25.0 mL of an unknown HCl solution is titrated with 17.5 mL 0.100 M NaOH. What is the
Molarity of the HCl solution?
titration equation:
Ma*Va=Mb*Vb
Ma=.1*17.5ml/25.0
To find the molarity of the HCl solution, we can use the equation:
M1V1 = M2V2
where M1 is the molarity of the NaOH solution, V1 is the volume of the NaOH solution used, M2 is the molarity of the HCl solution, and V2 is the volume of the HCl solution.
Plugging in the given values:
M1 = 0.100 M
V1 = 17.5 mL
V2 = 25.0 mL
M1V1 = M2V2
(0.100 M)(17.5 mL) = M2(25.0 mL)
Simplifying the equation:
1.75 M/mL = M2(25.0 mL)
Dividing both sides by 25.0 mL:
1.75 M/mL ÷ 25.0 mL = M2
M2 = 0.070 M
Therefore, the molarity of the HCl solution is 0.070 M.
To find the molarity of the HCl solution, you can use the concept of stoichiometry and the balanced equation for the reaction between HCl and NaOH.
The balanced equation for the reaction is:
HCl(aq) + NaOH(aq) -> NaCl(aq) + H2O(l)
From the balanced equation, you can see that the stoichiometric ratio between HCl and NaOH is 1:1. This means that for every 1 mole of HCl, there is 1 mole of NaOH.
Given that the volume of NaOH used is 17.5 mL and the concentration of NaOH is 0.100 M, you can calculate the number of moles of NaOH used:
moles of NaOH = volume of NaOH (in L) * concentration of NaOH
= 17.5 mL * (1 L / 1000 mL) * 0.100 mol/L
= 0.00175 mol
Since the stoichiometric ratio between HCl and NaOH is 1:1, the number of moles of HCl is also 0.00175 mol.

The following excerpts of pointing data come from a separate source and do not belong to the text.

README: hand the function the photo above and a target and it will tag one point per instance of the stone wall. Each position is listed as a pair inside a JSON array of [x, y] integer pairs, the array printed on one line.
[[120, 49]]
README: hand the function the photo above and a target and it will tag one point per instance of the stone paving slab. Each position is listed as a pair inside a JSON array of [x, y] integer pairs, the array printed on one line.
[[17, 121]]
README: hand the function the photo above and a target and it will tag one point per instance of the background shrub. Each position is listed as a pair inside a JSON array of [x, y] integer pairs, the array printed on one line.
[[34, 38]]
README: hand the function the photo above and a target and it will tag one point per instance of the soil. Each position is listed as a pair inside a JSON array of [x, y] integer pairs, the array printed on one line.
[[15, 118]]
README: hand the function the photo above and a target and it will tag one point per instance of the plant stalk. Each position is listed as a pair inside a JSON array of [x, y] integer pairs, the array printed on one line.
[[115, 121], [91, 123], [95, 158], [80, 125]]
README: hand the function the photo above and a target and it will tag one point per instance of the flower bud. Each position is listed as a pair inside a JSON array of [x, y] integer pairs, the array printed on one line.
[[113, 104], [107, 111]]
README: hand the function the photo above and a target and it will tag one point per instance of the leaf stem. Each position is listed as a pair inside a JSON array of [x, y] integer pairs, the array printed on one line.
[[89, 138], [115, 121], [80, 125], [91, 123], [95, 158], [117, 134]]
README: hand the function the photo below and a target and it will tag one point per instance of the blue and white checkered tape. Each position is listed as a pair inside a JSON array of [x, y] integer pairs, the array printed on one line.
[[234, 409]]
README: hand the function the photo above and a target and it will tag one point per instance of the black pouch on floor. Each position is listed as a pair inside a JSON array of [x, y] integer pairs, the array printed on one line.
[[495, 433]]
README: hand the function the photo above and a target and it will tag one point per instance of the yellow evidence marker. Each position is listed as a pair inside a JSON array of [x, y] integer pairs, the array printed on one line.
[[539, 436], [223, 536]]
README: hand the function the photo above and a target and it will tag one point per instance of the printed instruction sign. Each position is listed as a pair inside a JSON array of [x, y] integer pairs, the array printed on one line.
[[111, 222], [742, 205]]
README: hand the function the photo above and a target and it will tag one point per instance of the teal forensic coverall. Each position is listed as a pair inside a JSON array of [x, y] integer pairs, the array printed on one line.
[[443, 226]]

Now, you need to find the molarity of the HCl solution. Molarity is defined as the number of moles of solute divided by the volume of solution in liters. In this case, the volume of solution is given as 25.0 mL, which is equivalent to 0.025 L.
Molarity of HCl solution = moles of HCl / volume of solution
= 0.00175 mol / 0.025 L
= 0.07 M
Therefore, the molarity of the HCl solution is 0.07 M.